Also /var/cache/apt and /var/lib/dpkg.

An attacker could also try tricks such as deleting folders and using symlinks. Not thought through yet that would help an attack or already covered.


These are definitely dangerous. We need to fully prevent all runtime bootloader and initramfs modifications, otherwise an attacker can easily disable apparmor after a reboot.

There is also /usr/share/initramfs-tools/ and /usr/share/grub/.


It might be a good idea to just do

deny /**/initramfs-tools/ w,
deny /**/grub/ w,
deny /**/grub.d/ w,

To ensure there are no other directories for these that we missed.


It might be a good idea to use Pix instead of pix rules so AppArmor scrubs the environment but this will probably break hardened_malloc if we use LD_PRELOAD for it.

mygrep -r Ux | grep apparmor
+ grep --exclude=GPLv2 --exclude=GPLv3 --exclude=COPYING --exclude=changelog.upstream-old1 --exclude-dir=mnt --exclude-dir=qubes-src/linux-template-builder/mnt --exclude=changelog.upstream --exclude-dir=.git -r Ux
apparmor-profile-xchat/etc/apparmor.d/abstractions/xchat-based:   /usr/lib/firefox-esr/firefox* Ux,
apparmor-profile-anondist/etc/apparmor.d/abstractions/base.anondist:  /usr/lib/security-misc/permission-lockdown rUx,

A few Ux, uX, cux found in Whonix source code.

Dev/git - Kicksecure

  • Ux should probably be replaced by at least Cux or better.
  • ux should probably be replaced by at least cux or better.

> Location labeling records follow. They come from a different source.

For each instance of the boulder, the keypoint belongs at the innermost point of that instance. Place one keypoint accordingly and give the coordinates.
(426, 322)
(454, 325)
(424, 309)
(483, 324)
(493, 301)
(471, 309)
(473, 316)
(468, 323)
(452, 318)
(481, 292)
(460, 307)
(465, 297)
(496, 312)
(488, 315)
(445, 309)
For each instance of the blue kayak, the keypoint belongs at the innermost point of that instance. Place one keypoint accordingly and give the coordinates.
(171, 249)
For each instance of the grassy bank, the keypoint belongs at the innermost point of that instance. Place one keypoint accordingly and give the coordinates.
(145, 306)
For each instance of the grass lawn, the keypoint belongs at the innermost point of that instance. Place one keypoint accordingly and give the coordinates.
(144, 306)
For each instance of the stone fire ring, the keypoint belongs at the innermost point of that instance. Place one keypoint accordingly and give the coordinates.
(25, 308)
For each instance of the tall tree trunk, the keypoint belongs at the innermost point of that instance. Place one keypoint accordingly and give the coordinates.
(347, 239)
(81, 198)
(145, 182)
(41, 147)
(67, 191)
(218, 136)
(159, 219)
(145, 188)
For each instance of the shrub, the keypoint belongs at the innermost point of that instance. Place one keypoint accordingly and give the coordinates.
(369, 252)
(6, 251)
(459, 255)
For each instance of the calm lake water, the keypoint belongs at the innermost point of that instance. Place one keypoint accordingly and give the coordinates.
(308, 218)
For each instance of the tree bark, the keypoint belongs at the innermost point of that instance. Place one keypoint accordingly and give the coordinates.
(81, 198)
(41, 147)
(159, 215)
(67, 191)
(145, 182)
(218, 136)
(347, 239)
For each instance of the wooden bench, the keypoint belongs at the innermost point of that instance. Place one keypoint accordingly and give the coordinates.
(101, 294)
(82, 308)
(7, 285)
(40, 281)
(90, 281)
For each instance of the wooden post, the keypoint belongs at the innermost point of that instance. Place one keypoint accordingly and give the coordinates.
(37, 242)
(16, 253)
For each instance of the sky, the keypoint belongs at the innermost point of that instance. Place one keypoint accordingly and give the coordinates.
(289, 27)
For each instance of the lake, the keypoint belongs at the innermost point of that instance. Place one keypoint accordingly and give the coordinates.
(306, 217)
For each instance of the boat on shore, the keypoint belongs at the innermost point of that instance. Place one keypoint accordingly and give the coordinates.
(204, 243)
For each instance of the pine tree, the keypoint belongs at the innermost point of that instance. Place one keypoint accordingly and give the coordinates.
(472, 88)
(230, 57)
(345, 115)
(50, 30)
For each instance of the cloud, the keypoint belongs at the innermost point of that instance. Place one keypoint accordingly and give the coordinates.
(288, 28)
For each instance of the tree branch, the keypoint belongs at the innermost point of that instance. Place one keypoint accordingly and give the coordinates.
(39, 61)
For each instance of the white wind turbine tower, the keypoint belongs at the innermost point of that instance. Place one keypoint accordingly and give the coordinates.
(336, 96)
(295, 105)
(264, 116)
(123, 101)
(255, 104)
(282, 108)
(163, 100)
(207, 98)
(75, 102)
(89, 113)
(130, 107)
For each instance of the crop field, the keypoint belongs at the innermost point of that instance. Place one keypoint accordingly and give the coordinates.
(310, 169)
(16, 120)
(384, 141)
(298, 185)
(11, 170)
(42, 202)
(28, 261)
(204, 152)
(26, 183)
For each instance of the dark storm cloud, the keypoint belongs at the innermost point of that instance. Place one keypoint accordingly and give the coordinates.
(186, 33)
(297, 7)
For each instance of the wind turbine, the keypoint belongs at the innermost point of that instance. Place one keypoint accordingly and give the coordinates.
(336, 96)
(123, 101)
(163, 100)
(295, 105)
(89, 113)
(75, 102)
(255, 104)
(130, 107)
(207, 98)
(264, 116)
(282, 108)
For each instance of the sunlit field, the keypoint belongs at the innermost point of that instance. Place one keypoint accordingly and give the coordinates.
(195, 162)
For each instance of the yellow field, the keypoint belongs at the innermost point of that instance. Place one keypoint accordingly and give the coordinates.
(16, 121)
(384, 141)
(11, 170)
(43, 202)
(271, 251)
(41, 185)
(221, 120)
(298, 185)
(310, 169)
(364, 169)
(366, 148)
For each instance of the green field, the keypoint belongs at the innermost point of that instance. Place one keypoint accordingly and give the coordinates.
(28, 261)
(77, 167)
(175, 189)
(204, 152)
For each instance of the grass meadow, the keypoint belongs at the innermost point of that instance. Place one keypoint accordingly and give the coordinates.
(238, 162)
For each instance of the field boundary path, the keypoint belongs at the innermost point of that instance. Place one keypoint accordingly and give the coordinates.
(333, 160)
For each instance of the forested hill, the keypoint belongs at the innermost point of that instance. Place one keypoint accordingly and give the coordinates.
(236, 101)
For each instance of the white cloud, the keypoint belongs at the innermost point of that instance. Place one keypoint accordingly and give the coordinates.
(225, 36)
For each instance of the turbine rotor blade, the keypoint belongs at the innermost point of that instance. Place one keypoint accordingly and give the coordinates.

Also environment variables scrubing vs non-environment variables scrubbing needs to be reviewed.


Should libraries and binaries be read-only by default and only writable by apt?

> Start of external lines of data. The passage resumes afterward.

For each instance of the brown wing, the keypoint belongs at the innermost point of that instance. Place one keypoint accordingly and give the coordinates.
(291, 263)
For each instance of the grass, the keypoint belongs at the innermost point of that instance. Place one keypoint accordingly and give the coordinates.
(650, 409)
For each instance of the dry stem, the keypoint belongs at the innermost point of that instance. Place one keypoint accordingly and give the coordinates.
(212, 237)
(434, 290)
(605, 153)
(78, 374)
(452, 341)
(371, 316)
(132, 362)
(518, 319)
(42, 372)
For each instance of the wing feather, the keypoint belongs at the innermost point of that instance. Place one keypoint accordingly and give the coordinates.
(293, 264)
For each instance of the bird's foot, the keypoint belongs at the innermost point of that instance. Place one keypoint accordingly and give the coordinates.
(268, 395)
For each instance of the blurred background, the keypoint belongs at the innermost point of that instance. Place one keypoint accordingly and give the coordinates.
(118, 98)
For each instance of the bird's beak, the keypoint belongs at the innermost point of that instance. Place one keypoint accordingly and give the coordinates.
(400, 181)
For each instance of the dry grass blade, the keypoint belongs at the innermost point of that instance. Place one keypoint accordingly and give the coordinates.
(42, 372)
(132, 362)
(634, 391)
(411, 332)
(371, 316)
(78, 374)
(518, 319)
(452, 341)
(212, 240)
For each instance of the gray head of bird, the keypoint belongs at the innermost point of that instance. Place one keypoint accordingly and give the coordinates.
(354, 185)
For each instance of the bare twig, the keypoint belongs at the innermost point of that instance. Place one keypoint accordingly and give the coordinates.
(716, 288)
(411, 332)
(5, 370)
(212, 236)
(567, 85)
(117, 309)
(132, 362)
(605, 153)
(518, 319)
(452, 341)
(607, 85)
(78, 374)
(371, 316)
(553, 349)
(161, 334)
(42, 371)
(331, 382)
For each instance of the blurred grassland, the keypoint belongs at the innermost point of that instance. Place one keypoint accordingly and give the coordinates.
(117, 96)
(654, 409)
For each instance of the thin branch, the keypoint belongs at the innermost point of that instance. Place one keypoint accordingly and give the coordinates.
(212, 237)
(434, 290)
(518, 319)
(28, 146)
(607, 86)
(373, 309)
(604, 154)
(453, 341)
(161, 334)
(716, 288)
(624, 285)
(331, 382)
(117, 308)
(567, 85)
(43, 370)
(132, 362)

It will be harder to install and update your own programs (without using apt) but it will also be harder for malware to compromise a specific program.

documentation:rsbac_handbook:configuration_basics:system_base [RSBAC: Extending Linux Security Beyond the Limits] gives some other good ideas.


As simply a user of Whonix, I would say make Whonix as safe as possible for the general user base. Whonix has so many programs included with it, I’ve never needed to install anything myself. But from what you’ve said the option of installing more software is still there for those that have the need and the knowledge to do it. I just think safety and “peace of mind” is what most Whonix users are looking for, and would go that route. Thanks for all the time to put this together!